Este sitio web fue traducido automáticamente. Para obtener más información, por favor haz clic aquí.

Democrats have been playing offense so far this year as they try to regain the majority in the Senate for the first time in six years.

But with five months to go until November’s general election, the Republicans are starting to return fire as they defend 23 of the 35 Senate seats up for grabs this year.

2020 FIGHT FOR CONTROL OF THE SENATE INTENSIFIES

This week the National Republican Senatorial Committee (NRSC) – which is the campaign arm of the Senate Republicans – kicked off a major ad blitz in three key races that could determine which party controls the chamber next year. And the NRSC says it will be on the airwaves in three more crucial contests by next month.

Democratic campaigns and outside groups backing Senate Democrats have vastly outspent the Republicans to date, using ads to blast GOP incumbents facing challenging re-elections this year.

But as they try to keep their 53-47 majority in the Senate, the NRSC’s saying enough is enough and is taking aim at some of the Democratic challengers and incumbents.

"Democrats have skated by without much scrutiny for the last year. There's plenty of skeletons in their closet, and a bright light is about to shine on all of them,” NRSC communications director Jesse Hunt told Fox News.

The NRSC’s new spot that started running this week in Maine targets state House Speaker Sara Gideon, the leading Democratic contender to challenge Republican Sen. Susan Collins in November. The ad highlights Gideon’s acceptance of corporate campaign cash and an ethics fine she received last year from Maine’s ethics commission.

Another new commercial that started running this week in Arizona takes aim at former astronaut Mark Kelly, who’s challenging appointed GOP Sen. Martha McSally, an Air Force veteran. The narrator in the spot argues that Kelly’s “just too connected to China.”

THE LATEST FROM FOX NEWS ON THE 2020 PRESIDENTIAL CAMPAIGN

And in Michigan – one of few states where Republicans think they have a good chance of flipping a blue seat to red – the narrator in a new ad charges that Democratic “Sen. Gary Peters and his family invested in companies that outsourced nearly 1,000 Michigan jobs to foreign countries.”

The spots are part of a $33 million summer ad buy the committee announced earlier this year.

And Fox News got a first look at new websites set up by the NRSC that target two of the three Democrats. They’re titled “Profiteering Peters” and “Gambling on Gideon.”

In addition to the NRSC ad blitz, One Nation – an outside group aligned with Senate Majority Leader Mitch McConnell – announced this week that they’ll spend more than $27 million to air TV and radio ads in six key Senate races this summer.

Republicans hope to turn the tide – or least try to level the playing field – in a Senate cycle that’s seen them outspent. Democrats have been riding a wave of momentum, thanks to strong fundraising and successful recruits.

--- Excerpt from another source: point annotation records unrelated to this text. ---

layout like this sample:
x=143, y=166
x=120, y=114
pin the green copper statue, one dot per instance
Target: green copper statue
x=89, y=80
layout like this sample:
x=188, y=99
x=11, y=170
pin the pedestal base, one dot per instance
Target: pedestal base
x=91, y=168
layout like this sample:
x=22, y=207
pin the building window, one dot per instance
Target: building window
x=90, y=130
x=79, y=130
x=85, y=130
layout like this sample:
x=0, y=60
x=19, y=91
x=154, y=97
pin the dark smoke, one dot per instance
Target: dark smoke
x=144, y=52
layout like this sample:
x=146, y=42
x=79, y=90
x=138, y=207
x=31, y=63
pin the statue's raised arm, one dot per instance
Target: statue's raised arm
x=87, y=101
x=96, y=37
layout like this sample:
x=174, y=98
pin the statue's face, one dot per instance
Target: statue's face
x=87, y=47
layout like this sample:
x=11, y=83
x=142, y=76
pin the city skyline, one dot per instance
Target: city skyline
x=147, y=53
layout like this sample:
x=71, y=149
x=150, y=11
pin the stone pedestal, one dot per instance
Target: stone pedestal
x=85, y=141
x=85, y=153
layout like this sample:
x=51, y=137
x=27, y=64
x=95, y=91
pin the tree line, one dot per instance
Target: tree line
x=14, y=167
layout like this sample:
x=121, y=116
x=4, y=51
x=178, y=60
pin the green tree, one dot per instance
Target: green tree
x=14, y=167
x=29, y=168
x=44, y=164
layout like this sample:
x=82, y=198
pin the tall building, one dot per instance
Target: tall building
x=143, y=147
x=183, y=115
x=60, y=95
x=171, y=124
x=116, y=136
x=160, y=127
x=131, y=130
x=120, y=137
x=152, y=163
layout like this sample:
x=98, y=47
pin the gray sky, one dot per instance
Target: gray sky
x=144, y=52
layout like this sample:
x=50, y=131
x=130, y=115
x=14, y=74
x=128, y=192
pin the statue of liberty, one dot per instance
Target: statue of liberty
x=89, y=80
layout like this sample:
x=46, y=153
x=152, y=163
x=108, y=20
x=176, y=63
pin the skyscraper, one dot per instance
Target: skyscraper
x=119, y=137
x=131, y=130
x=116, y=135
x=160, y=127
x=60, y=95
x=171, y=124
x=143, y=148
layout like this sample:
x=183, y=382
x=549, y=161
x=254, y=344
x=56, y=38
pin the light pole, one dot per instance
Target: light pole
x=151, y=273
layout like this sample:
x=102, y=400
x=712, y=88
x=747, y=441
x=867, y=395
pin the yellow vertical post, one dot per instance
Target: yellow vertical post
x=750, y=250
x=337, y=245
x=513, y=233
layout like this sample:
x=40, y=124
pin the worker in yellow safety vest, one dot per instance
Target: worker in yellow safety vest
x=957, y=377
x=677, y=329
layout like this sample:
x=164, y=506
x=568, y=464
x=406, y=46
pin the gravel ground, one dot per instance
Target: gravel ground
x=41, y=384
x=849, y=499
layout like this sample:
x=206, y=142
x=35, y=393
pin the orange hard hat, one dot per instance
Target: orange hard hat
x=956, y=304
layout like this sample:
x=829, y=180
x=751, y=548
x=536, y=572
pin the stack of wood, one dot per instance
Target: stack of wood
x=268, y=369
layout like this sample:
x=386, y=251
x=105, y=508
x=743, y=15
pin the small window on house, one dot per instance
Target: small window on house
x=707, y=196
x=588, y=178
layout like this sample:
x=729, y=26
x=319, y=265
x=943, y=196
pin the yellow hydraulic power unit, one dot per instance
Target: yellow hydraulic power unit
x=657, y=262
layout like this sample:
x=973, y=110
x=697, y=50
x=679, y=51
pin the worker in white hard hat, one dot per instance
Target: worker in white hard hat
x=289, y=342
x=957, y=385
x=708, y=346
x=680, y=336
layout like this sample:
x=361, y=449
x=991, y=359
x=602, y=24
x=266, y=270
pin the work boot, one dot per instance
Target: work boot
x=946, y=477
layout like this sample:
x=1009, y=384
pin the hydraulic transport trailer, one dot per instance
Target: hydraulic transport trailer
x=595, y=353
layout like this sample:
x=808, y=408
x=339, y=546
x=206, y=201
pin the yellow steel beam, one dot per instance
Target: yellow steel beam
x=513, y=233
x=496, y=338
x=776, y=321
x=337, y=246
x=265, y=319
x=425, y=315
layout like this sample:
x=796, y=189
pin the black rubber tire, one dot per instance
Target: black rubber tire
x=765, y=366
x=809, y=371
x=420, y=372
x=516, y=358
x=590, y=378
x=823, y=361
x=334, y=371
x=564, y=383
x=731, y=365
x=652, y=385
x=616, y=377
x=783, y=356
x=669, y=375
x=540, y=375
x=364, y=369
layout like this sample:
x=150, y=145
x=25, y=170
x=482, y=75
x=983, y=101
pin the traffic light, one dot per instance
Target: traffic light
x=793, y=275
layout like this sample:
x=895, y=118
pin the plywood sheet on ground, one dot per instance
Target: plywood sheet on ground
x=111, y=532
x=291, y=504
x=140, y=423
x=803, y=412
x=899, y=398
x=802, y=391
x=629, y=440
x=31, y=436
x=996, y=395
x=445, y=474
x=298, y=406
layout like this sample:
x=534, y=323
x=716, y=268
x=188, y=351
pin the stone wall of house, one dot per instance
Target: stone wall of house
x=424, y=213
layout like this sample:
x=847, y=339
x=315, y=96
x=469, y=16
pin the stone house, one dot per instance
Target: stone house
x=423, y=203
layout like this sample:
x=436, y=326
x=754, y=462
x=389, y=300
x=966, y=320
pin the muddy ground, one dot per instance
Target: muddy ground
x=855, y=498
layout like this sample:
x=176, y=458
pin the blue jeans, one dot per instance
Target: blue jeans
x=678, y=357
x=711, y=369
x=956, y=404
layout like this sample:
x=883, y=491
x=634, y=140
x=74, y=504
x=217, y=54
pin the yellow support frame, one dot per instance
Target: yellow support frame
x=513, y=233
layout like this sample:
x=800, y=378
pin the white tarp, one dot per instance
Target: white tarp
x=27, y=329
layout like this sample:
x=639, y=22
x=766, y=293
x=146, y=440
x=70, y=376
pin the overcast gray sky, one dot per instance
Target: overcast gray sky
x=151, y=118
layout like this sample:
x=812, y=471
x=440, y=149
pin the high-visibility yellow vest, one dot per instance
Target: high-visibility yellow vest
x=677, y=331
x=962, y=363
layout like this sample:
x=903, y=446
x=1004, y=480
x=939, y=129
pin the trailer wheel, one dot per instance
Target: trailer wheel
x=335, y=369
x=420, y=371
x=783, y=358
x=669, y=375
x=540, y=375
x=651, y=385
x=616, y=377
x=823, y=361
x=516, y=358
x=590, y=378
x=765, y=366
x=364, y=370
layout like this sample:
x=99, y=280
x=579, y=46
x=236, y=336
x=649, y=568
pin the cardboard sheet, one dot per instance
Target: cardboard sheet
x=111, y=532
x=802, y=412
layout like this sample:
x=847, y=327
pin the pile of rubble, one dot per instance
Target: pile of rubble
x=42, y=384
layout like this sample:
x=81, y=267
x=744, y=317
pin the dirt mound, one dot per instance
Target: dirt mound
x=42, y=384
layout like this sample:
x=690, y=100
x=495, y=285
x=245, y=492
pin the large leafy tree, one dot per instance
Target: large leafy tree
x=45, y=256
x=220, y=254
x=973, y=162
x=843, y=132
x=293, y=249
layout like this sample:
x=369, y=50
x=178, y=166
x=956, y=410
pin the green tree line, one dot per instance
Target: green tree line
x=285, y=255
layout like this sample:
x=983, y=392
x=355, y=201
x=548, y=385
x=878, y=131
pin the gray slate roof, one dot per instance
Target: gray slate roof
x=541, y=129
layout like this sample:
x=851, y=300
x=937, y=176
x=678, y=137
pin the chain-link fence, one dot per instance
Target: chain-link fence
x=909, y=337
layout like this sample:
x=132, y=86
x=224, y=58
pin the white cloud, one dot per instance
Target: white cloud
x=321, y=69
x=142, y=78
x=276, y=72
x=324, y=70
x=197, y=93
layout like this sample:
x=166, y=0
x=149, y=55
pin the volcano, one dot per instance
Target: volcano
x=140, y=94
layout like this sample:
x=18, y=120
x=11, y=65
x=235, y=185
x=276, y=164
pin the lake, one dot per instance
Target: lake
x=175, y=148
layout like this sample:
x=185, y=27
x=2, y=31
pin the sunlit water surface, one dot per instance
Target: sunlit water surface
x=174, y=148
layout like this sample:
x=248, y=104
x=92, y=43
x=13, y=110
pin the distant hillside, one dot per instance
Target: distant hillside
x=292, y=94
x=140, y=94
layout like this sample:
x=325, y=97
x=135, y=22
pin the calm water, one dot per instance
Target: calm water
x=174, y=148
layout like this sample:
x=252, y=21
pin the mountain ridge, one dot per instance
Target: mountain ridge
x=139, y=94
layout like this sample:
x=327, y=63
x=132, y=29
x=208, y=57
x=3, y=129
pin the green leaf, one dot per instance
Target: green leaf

A veteran GOP strategist said the timing of the new push is critical.

“There’s no question that in several key states like Maine, Democratic outside groups have been spending early and have been having the playing field largely to themselves. So it was a very smart decision by the NRSC to go up earlier than the committee has historically done in order to counter that spending and really start defining the Democratic candidates,” Brian Walsh told Fox News.

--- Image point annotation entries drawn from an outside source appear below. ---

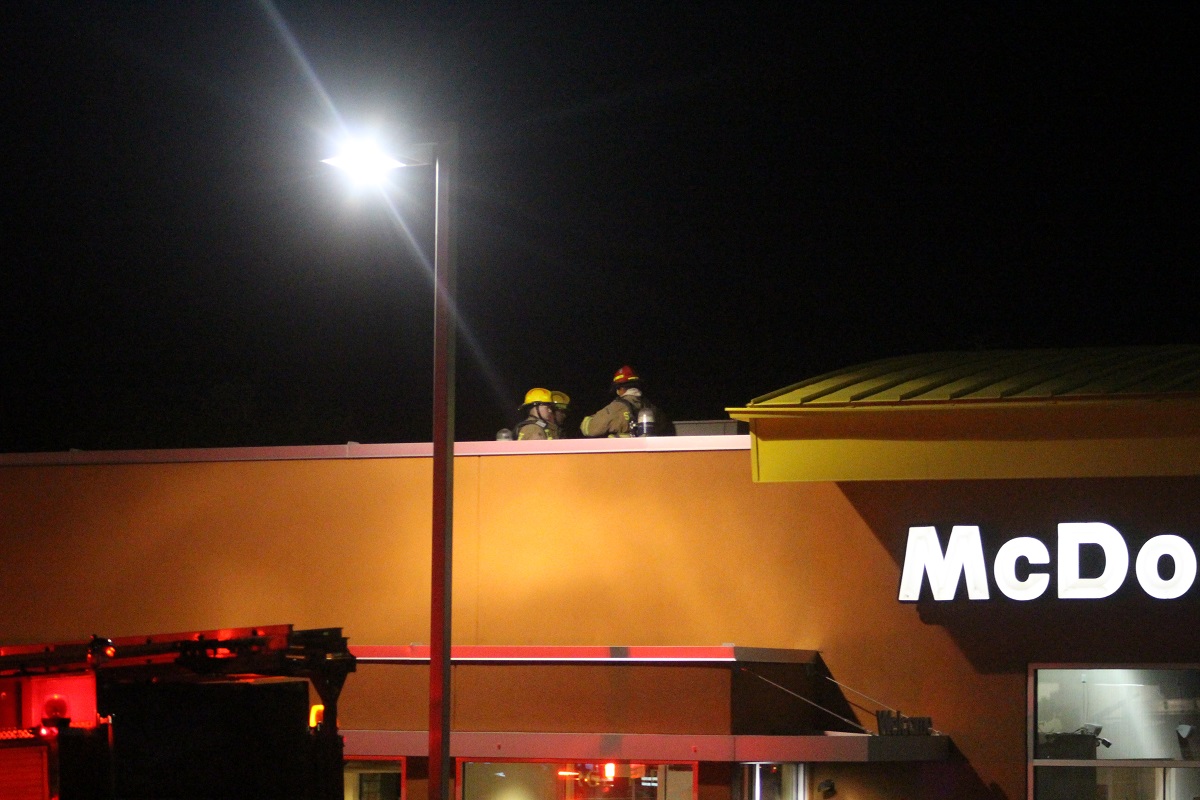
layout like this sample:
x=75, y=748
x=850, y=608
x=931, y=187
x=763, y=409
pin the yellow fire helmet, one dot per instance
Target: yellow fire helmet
x=537, y=396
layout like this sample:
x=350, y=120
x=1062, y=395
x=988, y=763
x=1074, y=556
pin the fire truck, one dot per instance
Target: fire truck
x=234, y=713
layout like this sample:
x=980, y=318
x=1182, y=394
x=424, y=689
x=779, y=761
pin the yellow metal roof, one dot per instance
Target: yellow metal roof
x=1066, y=413
x=1001, y=374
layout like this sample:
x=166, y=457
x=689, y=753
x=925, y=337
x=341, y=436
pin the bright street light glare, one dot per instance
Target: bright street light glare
x=364, y=161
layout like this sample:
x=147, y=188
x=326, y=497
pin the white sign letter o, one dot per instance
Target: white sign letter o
x=1185, y=566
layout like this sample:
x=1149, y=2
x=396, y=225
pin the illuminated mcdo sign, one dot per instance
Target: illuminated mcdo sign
x=963, y=559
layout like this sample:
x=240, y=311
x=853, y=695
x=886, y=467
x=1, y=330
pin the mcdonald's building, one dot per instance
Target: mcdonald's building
x=942, y=576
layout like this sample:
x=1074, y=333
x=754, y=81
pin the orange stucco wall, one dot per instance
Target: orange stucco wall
x=667, y=548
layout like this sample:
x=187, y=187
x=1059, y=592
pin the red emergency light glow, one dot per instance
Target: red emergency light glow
x=57, y=708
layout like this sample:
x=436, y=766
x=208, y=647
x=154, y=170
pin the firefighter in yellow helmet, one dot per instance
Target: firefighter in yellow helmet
x=539, y=421
x=629, y=414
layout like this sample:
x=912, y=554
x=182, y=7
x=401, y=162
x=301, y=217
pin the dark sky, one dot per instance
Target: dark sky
x=729, y=197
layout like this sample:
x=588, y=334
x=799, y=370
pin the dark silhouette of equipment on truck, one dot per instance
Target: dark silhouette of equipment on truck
x=209, y=714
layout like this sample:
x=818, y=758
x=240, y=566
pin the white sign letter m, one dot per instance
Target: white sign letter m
x=964, y=553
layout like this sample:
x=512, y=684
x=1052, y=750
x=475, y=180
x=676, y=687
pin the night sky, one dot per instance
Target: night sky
x=729, y=197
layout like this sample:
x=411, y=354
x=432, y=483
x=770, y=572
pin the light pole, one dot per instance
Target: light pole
x=442, y=154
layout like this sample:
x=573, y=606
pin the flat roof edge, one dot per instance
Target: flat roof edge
x=354, y=450
x=583, y=654
x=653, y=747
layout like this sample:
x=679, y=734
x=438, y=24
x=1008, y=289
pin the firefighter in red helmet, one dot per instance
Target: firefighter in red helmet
x=629, y=414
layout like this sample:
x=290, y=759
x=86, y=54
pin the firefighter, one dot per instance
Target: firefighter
x=539, y=421
x=629, y=414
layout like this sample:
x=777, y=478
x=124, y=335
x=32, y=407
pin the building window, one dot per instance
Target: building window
x=373, y=779
x=773, y=782
x=1111, y=732
x=577, y=781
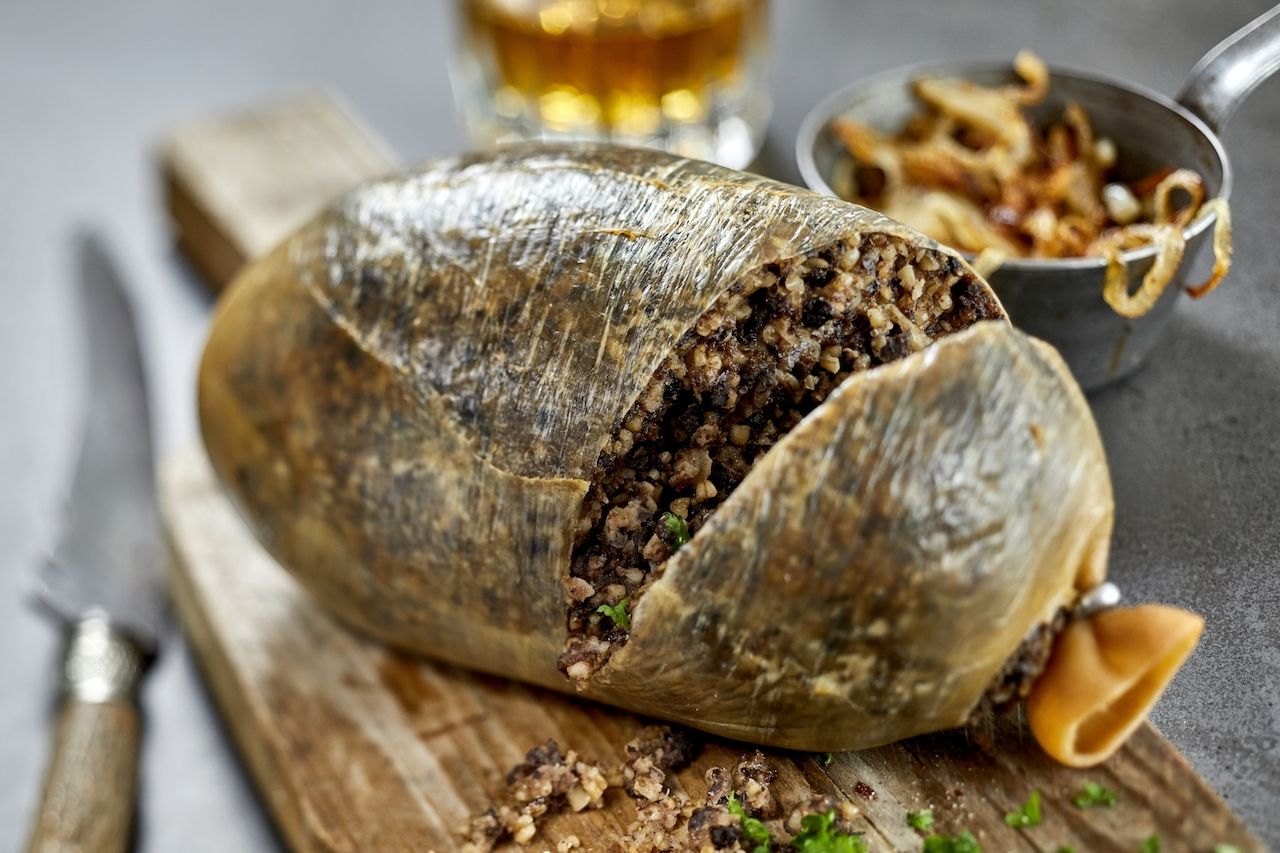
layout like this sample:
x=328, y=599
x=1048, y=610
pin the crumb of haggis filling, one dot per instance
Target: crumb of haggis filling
x=545, y=783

“In some of these states, like Maine, North Carolina, and Iowa, the Democrats are relatively unknown and so it’s important to define them early. You can’t afford to wait for the fall anymore,” added Walsh, a former NRSC communications director and former senior adviser to GOP Sen. John Cornyn of Texas and a veteran of numerous Senate, congressional and gubernatorial campaigns.

The NRSC push comes amid troubling poll numbers for Republicans in some of the most high-profile races. Among the latest: a Fox News Poll in Arizona released Wednesday that indicated Kelly topping McSally by 50-37 percent, a 13-point margin.

The Democratic Senatorial Campaign Committee termed their rival’s move a sign of desperation.

“Washington Republicans are panicking because their weak incumbents cannot run on their unpopular records and are resorting to misleading attacks to distract from voting to gut pre-existing conditions or allowing the White House to raid funds for local military construction projects in their states,” DSCC spokesperson Stewart Boss told Fox News.

And he emphasized that “Democrats are focused on the issues that voters care about and reporting record-breaking grassroots support, which is exactly how we’ve moved so many races in our direction and put Republicans on defense across the Senate map.”

With the Senate Majority PAC – the top outside group backing Senate Democratic incumbents and candidates – shelling out big bucks to run ads so far this year and more on the way, the DSCC’s saved their firepower. They’ve announced they’ll be spending more than $30 million to reserve ad time in four key races – Arizona, Iowa, Montana, and North Carolina – beginning in the autumn.

And the Senate Majority PAC announced in the early spring that they’d spend at least $70 million to reserve air time  to run ads this fall in five key Senate races.